Ghanaians have no respect for time -Bridgewater
The outgoing US Ambassador to Ghana, Her Excellency Pamela E. Bridgewater, says she has been facing the same challenges that Ghanaians have been facing, during her three year duty stay in the country.
According to Bridgewater, she was not exempted from the disturbing effects of power outages, short in water supply, and the flooding incidence in the country.
The Ambassador disclosed that during her three year stay, she observed that Ghanaians had no respect for time, but added that that attitude was gradually changing for the better.
Bridgewater made the observation, when she paid courtesy on the Brong-Ahafo Regional Minister, Ignatius Baffour Awuah, in Sunyani, as part of her two-day working visit to the region, to bid the people farewell.
Her Excellency disclosed that the visit was to share ideas about the region, and strengthen the cordial relationship, between Ghana and the United States of America, for future development.
Her Excellency Bridgewater expressed her happiness, when the Regional Director of Health Services, Alhaji Dr.

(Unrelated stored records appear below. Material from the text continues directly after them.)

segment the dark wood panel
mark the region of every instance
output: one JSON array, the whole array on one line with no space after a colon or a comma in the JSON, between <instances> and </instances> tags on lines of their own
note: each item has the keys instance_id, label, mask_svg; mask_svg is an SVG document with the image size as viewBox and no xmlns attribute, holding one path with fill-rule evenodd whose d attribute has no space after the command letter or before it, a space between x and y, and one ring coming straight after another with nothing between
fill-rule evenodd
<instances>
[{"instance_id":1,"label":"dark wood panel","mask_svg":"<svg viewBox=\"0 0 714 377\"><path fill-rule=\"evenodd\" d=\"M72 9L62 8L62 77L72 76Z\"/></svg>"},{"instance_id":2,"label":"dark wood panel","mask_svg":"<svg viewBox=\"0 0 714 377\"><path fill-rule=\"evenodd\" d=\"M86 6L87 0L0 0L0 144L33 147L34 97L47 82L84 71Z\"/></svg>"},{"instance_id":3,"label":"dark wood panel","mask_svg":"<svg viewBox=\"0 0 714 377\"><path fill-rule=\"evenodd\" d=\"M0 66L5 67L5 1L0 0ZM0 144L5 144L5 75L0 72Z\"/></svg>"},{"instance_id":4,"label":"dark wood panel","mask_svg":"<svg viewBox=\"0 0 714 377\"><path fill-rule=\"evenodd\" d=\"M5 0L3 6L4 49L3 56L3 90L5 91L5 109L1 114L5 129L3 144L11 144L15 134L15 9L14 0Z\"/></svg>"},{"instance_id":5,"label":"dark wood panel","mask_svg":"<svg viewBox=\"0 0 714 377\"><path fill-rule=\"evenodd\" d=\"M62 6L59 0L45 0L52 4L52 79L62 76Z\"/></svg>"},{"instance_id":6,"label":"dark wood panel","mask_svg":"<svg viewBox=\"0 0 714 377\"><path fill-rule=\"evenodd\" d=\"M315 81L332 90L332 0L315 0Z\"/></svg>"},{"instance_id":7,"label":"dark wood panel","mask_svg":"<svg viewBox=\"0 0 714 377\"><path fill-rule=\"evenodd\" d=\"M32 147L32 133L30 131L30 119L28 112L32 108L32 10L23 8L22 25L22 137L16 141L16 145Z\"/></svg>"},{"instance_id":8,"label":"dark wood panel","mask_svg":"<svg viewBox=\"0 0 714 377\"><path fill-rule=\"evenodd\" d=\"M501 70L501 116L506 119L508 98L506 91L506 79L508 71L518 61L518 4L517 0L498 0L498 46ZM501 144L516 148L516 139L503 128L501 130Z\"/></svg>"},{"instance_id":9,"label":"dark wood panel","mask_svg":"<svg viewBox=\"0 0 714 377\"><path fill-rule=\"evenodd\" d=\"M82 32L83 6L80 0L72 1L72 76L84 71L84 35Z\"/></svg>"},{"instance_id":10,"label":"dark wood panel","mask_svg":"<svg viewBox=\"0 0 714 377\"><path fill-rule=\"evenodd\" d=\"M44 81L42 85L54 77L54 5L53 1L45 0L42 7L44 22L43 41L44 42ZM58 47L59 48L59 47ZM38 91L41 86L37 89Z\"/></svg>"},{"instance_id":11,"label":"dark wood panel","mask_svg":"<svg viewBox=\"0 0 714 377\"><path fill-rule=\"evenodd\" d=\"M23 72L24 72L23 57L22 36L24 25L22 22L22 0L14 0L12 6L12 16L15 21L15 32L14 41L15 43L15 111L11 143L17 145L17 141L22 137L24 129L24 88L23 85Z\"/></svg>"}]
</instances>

Mohammed Bin Ibrahim, disclosed that Guineaworm infestation cases, as at the year 2007, in the region was 42, and hoped that after few years guineaworm would be eradicated totally from the country.
She was also pleased, when Dr. Bin Ibrahim stated that Brong-Ahafo would in five years be a net exporter of nurses, as the collaboration between the Ghana Health Service and the the Brong-Ahafo Regional Coordinating Council, had established more health education institutions.
Her Excellency Bridgewater gave the assurance that the American Embassy would continue supporting the Ghana Health Service, to help eradicate Guineaworm and reduce the prevalence of malaria in the country.
Mr. Baffour Awuah, on his part, noted that the relationship between the Embassy and the region had been cordial, ever since Her Excellency assumed office in Ghana, and wished that the cordiality would be sustained.
According to the Minister, the region was a major food producer in the country, since 60% of the population was into agriculture.
He however noted that modernization in agriculture still remained a problem.
Mr. Awuah commended the America for its high credentials, when it came to democracy, saying Ghana looked forward to emulating her.
He, however, lamented about the high rate of school dropouts in the country, which could affect Ghana's democracy in the long run.
He stated that technical education in the region was inadequate, and called for a partnership with the Americans, to establish technical education institutes in the region.
The Ambassador and her entourage, later visited Berekum to ascertain the progress of work on Self Help Projects, and the construction of a Rehabilitation Center for the Physically Challenged, which was sponsored with an amount of $3,000 from the Special Self Help Program, instituted by the American Embassy.
According to the Coordinator of the Special Self Help Programe, Peace Adwoa Nunoo, the Ambassador would also present the leader of the Berekum Association of the Physically Challenged, Mr. Samuel Amfo Abankwa, with a motorized wheelchair.
She disclosed that the Embassy had been releasing an amount of US$70,000 annually, for the whole country, for the past three years, to support the less-endowed in society.